I walked out of the theatre (in the blazing heat) and said, “THAT, was awesome, I don’t care if I understood it or not.” Apart from the amazing visuals, people will love this movie because they are so in love with their own psychological process. There is a definite parallel with Salt, in that Angelina had what amounted to an “inception” as a child. Plus, the movie Inception is questioning whether the technology might exist in some place less-regulated like Mombasa or Japan  that can invade our minds. We’re paranoid about the technology and lack of security (and I think we should be), but we are also so fascinated by our own unknowable selves that we might sign up for Leonardo to explore our dreams and make his exploration into a reality show. We don’t want to “go there” but we are still self-absorbed.

The Kids Are All Right

In The Kids Are All Right five great performances illuminate the ultra-postchristian family for us. Nice lesbian mothers are dealing with the fissures in their long relationship — like sex and unrealized dreams. They meet up with the sperm donor after the teenage kids find him. Painful hijinks ensue. Hollywood is going to tear down any notion of what is now called the “traditional” family if they have to spend every cent they have to do it. Again we see the struggle we are all having with technology – this time the results of lab-produced children. Plus we are again thinking about our dreams, and the limits of our capacity to realize them. One of the teenagers in the film resents being the pawn in the “perfect lesbian marriage.”

I walked out of the theatre and said, “That was cute. I am amazed how good Annette Bening looks without make-up.” Propaganda comes in pretty packages these days — we do love our pills candy-coated. One of the things I noticed, and appreciated, was the way the filmmaker focused on each of the five characters and showed how they were dealing with the moral implications of what was happening in the family. The relational disaster happens and everyone changes for the batter. I enjoyed the hope.

Hang on to your hope

Hang on to your hope if you go to the movies — because someone is out to get you! You may end up as a player in the battles of the unseen forces. They may invade your mind. A technological glitch from your past may rise up to wreck the present. Everything is definitely out of control. I think most Christians I know are being swept along with these same reactions to our era as everyone else. The story-telling technology is the main force that sweeps them, even if the realities they portray exist or not (and I am not even talking about Glenn Beck channeling the realities of his Mormonism).

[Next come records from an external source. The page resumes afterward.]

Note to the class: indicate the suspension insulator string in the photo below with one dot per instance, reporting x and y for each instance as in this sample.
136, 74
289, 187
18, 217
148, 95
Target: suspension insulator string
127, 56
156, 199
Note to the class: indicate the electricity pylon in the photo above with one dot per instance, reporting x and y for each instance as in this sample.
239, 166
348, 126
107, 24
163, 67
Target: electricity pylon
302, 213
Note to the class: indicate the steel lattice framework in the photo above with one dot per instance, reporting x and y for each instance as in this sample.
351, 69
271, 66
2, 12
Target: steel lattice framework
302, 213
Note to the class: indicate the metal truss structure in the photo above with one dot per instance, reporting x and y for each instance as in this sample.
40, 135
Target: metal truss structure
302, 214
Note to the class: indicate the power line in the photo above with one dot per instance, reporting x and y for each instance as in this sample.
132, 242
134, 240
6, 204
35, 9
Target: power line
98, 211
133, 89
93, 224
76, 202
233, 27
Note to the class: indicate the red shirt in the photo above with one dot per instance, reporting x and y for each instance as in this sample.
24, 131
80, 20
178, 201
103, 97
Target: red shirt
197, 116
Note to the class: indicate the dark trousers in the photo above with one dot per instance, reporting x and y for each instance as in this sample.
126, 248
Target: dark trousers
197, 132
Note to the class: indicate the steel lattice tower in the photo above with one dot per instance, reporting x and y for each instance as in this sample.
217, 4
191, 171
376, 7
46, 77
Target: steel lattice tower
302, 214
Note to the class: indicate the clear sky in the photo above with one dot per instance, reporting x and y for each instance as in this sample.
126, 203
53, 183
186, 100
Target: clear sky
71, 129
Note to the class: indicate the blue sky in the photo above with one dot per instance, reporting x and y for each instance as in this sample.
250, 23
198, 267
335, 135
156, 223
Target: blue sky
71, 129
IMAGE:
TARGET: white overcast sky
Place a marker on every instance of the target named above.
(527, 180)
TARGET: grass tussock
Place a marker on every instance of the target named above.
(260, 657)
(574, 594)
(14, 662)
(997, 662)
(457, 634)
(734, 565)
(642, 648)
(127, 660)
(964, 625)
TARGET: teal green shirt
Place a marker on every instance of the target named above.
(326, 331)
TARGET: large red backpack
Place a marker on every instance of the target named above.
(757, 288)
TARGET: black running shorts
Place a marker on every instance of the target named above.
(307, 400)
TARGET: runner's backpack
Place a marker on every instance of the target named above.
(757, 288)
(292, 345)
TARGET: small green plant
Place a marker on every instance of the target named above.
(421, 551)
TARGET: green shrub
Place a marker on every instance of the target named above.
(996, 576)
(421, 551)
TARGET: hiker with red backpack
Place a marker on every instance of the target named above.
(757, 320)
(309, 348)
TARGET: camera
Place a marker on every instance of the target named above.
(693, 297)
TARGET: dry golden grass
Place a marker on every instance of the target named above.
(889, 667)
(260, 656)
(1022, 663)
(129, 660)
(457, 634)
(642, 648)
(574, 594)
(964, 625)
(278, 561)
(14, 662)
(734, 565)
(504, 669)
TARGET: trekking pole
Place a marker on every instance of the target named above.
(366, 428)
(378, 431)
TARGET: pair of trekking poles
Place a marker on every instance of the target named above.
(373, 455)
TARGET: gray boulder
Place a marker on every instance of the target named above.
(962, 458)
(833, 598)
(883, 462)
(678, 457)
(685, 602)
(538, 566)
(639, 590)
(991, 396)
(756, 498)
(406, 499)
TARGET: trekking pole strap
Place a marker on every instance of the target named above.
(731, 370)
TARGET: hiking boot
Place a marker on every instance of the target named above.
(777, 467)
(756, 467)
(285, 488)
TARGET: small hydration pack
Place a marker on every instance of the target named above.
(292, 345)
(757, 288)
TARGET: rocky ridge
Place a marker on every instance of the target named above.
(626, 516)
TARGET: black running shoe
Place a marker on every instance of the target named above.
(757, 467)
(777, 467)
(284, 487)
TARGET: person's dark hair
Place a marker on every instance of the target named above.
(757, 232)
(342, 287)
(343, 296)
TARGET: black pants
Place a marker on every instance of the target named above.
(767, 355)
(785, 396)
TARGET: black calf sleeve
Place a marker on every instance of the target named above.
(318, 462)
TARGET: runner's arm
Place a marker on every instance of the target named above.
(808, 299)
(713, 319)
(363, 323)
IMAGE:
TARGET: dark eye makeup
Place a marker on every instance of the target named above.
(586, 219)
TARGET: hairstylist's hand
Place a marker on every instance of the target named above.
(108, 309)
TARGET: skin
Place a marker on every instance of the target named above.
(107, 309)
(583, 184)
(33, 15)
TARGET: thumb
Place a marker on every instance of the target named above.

The only real hope we have of standing against the flow, or at least of surfing it to the end instead of drowning in it, is to get up every morning and secure our connection with the Reality who grounds us in eternity, who won’t leave us alone to stand against the forces washing up on our doorsteps. Jesus saved us and will save us, no matter how big those faces and stories on the screen appear to be. We are that reality in our body; we express that reality in what we say and do. And I believe, in the end, all the other fantasies that try to undermine Jesus will fade into nothingness in his light, just like a door to the sunlight opening up in a dark theater.